Although the article identifies Lopez as the co-author of a rulemaking petition pending with EPA, it fails to discuss, much less mention, EPA’s thorough review and denial, nine months prior to the article’s publication, of the TSCA relief requested pursuant to the petition’s invocation of TSCA §21 (citizens’ petitions).  The article, like the petition on which it is modeled, is built on a cursory and flawed evaluation of (1) EPA’s extensive review of PG stacks and process wastewater pursuant to its RCRA “Bevill Amendment” mandate; (2) the thorough work and conclusions of the TSCA Phosphoric Acid Waste Dialogue Committee (TSCA Dialogue Committee), established after EPA’s 1991 RCRA regulatory determination to evaluate PG and process wastewater risk management strategies; and (3) the comprehensive federal and state regulations governing PG stacks adopted since EPA’s 1991 RCRA regulatory determination.
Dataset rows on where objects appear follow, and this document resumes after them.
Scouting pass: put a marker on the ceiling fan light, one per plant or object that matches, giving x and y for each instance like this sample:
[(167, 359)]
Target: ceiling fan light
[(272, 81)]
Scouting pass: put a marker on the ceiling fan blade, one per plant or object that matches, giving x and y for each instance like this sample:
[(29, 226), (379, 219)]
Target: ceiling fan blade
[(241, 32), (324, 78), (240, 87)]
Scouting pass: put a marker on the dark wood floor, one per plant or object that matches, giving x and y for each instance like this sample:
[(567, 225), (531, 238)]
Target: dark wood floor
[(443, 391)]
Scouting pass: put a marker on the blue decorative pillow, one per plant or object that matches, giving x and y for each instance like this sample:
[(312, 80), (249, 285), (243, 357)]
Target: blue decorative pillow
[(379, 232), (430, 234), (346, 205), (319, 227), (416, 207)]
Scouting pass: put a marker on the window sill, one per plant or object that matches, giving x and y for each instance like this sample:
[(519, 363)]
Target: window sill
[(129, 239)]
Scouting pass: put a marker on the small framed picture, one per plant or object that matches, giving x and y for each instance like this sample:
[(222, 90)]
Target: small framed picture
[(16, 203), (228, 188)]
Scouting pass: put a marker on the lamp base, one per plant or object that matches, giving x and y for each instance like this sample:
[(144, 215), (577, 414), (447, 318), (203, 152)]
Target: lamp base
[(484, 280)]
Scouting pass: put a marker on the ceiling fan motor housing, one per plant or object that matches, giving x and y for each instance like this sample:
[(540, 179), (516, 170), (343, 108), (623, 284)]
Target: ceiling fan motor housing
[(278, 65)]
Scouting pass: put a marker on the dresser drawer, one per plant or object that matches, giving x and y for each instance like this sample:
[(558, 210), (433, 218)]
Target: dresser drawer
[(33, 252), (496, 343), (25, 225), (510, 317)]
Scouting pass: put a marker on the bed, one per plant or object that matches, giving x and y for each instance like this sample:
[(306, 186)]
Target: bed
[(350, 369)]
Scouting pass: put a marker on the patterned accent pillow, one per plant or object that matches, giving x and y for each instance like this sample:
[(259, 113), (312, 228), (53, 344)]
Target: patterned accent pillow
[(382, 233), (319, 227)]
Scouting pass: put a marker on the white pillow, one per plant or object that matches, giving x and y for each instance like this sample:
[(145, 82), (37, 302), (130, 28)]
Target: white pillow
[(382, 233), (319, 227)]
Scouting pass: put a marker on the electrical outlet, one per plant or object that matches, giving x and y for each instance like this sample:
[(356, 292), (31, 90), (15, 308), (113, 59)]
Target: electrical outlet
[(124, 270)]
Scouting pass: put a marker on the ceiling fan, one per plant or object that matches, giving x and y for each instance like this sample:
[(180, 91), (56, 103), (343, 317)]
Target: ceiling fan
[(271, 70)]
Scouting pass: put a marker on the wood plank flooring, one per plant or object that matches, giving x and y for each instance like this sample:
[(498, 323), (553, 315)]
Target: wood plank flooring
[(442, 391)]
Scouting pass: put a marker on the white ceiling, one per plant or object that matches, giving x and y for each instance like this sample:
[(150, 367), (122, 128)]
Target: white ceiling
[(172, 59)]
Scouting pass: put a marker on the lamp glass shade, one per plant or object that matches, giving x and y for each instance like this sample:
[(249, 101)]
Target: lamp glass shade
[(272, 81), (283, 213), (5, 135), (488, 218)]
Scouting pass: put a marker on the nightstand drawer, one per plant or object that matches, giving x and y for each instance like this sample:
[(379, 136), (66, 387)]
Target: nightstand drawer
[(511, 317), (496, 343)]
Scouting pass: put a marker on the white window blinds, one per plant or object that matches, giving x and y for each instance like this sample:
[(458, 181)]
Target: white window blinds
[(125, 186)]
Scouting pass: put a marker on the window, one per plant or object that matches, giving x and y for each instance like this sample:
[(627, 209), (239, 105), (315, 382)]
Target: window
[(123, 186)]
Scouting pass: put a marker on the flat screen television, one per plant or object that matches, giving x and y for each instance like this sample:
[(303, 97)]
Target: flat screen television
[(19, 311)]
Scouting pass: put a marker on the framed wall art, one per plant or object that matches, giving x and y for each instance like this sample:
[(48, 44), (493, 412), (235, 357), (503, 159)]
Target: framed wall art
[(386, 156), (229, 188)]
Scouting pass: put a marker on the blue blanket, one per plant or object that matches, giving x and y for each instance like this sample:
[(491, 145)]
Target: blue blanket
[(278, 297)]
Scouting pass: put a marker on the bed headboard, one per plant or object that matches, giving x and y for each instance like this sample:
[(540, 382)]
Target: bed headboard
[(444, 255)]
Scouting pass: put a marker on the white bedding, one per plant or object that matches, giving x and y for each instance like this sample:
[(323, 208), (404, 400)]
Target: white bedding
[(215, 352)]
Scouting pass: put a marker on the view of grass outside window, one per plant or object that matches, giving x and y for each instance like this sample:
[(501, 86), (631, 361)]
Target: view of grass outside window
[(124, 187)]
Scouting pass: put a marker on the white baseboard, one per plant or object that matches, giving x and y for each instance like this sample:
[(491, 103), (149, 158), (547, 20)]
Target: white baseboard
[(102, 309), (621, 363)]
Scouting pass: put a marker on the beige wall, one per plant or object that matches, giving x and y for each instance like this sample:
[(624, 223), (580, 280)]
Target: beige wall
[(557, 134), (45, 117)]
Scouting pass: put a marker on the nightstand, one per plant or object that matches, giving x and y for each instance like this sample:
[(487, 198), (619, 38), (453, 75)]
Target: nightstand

It also fails to acknowledge the significant negotiated measures designed to enhance protection of human health and the environment above and beyond applicable federal and state law, adopted by industry through EPA’s RCRA National Enforcement Initiative for Mining and Mineral Processing (MMPI).

As important context, this Comment discusses the significant agricultural benefits afforded by phosphate fertilizers in Part I. Part II then summarizes EPA’s thorough review of PG stacks and process wastewater pursuant to the Bevill Amendment, culminating in the Agency’s 1991 regulatory determination, and the detailed evaluation of potential phosphoric acid production process changes performed thereafter by the TSCA Dialogue Committee.  Part III explains why a “revisitation” of the 1991 regulatory determination is proscribed, and unnecessary in light of the substantial federal and state regulations applicable to PG stacks, and Part IV discusses the significant risk mitigation measures being adopted through EPA’s MMPI.  Finally, Part V responds to Lopez’s assertions regarding the need to regulate PG and process wastewater under TSCA, environmental justice (EJ) concerns, and consideration of PG stacks in National Environmental Policy Act (NEPA) evaluations for phosphate mines.

I. Phosphate Fertilizers Are Responsible for a Stable and Secure Food Supply

The benefits of phosphorus and phosphate fertilizers bear discussing because of their importance to ensuring an abundant, stable, and secure food supply.